Però bisogna essere corretti nel decifrare come e perché. Due sono gli aspetti. Il primo riguarda proprio Fico, la sua biografia politica e personale. Fico è un protagonista ormai storico della politica slovacca: ha vinto le elezioni nel 2006, nel 2010 (non riuscendo però a formare una coalizione di Governo), nel 2012 e nel 2016. E anche chiamarlo antieuropeista non sarebbe giusto: fu con i suoi governi, nel 2007 e nel 2009, che la Slovacchia e i suoi 5 milioni di abitanti entrarono nell’area Schengen e poi nell’euro. E’ più simile a un populista alla Orban, che cerca di sfruttare l’Europa più che promuoverla. Ma soprattutto è un politico come se ne vedono spesso nell’Est europeo, segnato in modo pesante da frequentazioni più che sospette.
Nel 2018 Fico dovette dimettersi dal ruolo di premier dopo l’assassinio del giornalista Jan Kuciak, che stava indagando sui legami tra alcuni suoi stretti collaboratori e la ‘ndrangheta. Da allora Fico è inseguito dai processi e non v’è dubbio che, se andrà al Governo, userà il rinnovato potere per liberarsi dei problemi personali. Questo è, appunto, il primo aspetto di cui l’Europa deve preoccuparsi: la possibilità che nel cuore del continente si insedi (di nuovo) un politico che quanto a opacità e corruzione replica quanto di peggio negli anni recenti si è già visto in Russia, in Ucraina e in altri Paesi della regione.

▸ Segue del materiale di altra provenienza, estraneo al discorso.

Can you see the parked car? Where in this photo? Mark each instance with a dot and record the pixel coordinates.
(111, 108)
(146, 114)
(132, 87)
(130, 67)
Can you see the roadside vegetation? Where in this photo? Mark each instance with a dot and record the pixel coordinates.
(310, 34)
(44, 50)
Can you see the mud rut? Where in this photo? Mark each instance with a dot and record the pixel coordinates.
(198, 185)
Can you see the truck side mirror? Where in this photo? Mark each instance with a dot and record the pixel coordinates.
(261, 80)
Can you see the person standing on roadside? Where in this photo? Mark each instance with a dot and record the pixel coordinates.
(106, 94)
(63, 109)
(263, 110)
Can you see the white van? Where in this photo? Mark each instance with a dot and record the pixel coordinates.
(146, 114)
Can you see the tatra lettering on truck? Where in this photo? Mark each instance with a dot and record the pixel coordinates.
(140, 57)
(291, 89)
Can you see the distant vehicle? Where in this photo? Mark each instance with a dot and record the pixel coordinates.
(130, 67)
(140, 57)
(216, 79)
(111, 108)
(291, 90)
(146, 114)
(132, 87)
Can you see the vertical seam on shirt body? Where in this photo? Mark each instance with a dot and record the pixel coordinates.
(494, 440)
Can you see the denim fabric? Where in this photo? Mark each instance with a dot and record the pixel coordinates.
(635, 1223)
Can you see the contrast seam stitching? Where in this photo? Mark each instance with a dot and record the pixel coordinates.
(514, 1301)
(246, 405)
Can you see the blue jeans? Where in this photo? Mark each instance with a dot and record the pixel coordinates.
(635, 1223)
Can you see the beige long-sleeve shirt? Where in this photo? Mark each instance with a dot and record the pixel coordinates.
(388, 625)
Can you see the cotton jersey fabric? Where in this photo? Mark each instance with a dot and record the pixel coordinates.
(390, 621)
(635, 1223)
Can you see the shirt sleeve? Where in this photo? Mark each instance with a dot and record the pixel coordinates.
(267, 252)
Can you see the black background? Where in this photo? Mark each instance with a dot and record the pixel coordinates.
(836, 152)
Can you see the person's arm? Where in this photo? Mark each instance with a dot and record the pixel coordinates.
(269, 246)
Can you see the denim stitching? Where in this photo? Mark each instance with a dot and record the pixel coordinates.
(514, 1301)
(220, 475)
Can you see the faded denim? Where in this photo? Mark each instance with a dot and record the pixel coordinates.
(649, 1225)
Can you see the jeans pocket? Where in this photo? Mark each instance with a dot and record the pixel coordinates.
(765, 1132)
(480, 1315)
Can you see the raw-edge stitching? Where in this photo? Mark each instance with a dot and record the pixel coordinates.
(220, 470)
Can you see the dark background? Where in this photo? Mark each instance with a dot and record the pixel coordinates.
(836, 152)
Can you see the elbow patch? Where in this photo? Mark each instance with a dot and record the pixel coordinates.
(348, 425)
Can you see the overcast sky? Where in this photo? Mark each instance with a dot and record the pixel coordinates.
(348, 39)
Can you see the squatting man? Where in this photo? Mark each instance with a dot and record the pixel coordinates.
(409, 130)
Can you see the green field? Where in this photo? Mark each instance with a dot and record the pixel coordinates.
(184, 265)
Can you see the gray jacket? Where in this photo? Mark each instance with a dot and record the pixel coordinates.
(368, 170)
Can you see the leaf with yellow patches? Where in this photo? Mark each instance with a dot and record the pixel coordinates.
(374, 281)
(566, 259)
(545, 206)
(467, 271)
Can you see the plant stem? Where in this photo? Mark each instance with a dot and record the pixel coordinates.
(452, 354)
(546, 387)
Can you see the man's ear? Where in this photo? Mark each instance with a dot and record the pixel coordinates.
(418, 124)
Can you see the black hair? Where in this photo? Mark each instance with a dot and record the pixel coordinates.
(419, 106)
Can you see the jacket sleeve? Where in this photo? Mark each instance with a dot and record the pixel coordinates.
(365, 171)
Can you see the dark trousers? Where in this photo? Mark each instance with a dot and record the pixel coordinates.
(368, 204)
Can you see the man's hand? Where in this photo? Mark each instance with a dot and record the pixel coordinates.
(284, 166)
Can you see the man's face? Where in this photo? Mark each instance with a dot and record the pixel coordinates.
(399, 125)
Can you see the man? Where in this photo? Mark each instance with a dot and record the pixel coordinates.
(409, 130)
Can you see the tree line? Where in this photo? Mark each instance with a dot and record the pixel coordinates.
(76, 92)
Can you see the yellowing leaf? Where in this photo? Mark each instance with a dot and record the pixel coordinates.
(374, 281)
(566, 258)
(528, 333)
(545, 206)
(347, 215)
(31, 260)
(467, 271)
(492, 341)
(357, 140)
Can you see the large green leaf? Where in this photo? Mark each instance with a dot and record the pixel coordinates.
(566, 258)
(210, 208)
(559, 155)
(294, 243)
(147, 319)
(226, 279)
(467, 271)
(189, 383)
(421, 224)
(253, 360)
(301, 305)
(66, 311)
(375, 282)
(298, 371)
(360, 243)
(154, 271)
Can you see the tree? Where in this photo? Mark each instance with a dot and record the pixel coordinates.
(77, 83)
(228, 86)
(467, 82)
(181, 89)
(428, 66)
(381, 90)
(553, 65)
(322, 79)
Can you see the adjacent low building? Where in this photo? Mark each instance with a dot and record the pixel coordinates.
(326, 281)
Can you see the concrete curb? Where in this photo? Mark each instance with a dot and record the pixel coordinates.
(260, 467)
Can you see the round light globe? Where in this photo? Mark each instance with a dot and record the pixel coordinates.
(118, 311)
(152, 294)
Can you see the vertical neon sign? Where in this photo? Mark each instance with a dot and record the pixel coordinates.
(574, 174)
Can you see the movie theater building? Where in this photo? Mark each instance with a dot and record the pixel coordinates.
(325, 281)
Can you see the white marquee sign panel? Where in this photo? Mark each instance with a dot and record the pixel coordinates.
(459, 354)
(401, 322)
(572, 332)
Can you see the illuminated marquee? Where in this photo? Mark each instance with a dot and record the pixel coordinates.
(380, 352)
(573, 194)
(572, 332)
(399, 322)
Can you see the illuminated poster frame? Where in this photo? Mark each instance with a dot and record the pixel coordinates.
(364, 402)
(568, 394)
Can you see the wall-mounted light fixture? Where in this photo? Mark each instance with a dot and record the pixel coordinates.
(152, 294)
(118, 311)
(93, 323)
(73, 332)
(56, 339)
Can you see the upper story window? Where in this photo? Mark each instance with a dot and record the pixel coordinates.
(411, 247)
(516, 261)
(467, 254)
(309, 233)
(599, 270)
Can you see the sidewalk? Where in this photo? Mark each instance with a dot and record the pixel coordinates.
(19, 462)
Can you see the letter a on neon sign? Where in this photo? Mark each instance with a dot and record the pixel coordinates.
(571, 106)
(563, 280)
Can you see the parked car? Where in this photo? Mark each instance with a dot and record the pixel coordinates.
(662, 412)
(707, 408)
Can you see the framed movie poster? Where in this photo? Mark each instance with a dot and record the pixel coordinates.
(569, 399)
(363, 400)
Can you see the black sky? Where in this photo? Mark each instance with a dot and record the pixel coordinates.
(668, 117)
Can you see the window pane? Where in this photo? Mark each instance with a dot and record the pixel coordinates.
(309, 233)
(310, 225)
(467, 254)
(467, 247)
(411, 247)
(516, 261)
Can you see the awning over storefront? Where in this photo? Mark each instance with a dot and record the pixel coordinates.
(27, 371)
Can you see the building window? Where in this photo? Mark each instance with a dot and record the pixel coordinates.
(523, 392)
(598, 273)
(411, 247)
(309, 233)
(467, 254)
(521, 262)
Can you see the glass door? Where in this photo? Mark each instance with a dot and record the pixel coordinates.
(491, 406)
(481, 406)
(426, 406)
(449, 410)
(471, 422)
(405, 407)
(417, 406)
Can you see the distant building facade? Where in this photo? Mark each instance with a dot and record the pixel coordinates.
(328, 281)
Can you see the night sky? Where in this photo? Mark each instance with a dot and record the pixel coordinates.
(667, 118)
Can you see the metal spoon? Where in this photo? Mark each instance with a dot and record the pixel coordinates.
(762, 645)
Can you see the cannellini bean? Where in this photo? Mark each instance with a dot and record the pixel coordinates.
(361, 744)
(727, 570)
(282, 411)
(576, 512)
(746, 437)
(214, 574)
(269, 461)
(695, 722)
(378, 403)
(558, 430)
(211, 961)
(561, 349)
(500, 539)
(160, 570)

Il secondo problema di cui tener conto è che Fico è notoriamente contrario all’invio di armi e aiuti militari all’Ucraina e mostra una certa simpatia per Vladimir Putin. In campagna elettorale ha proclamato che se Putin arrivasse in Slovacchia lui non farebbe applicare il mandato di cattura emesso dalla Corte penale internazionale dell’Aja, e ha partecipato a manifestazioni contro la presenza delle truppe americane in Slovacchia. Anche qui, però, bisogna intendersi: se domani la Slovacchia cessasse del tutto di sostenere l’Ucraina, l’effetto sarebbe impalpabile. Il Governo slovacco è stato tra i primi a donare a Kiev i suoi vecchi caccia Mig di epoca sovietica, e poi armi leggere, munizioni, elicotteri, sistemi di sminamento. Ma stiamo parlando, in tutto, di un valore di 170 milioni di euro (un paragone: secondo Ukraine Support Tracker, nel primo anno di guerra l’Italia ha versato 660 milioni di aiuti militari, più 310 di aiuti finanziari e 50 di aiuti umanitari) che comunque hanno svuotato gli arsenali slovacchi. E’ probabile che Fico non voglia più aiutare l’Ucraina per ragioni politiche ma in ogni caso ha ormai nulla dopo il poco di prima.
La Von der Leyen e gli altri responsabili dell’Unione Europea, però, devono stare attenti al messaggio che la nuova vittoria di Fico trasmette. Si pensa da tempo che le opinioni pubbliche di diversi Paesi non siano allineate con la politica di sostegno incondizionato all’Ucraina di cui la UE è paladina e i Governi nazionali sostenitori. E la prima nazione, sia pur piccola, sia pur di scarso «peso» economico e militare, che è andata al voto, dividendosi proprio su questo tema, sembra dimostrarlo.
Anche perché al terzo posto, dopo gli europeisti del Ps di Michel Simecka (18%), è arrivato (15%) lo Hlas di Peter Pellegrini, ex compagno di partito di Fico, più moderato ma con idee assai simili.
Ora Fico, per andare al Governo, sarà costretto a formare una coalizione, a concedere qualcosa agli alleati (Pellegrini per primo) e quindi ad annacquare le proprie posizioni. Ma una volta formato il Governo? E in ogni caso, che potrà accadere tra un anno, quando gli slovacchi dovranno eleggere il nuovo Presidente?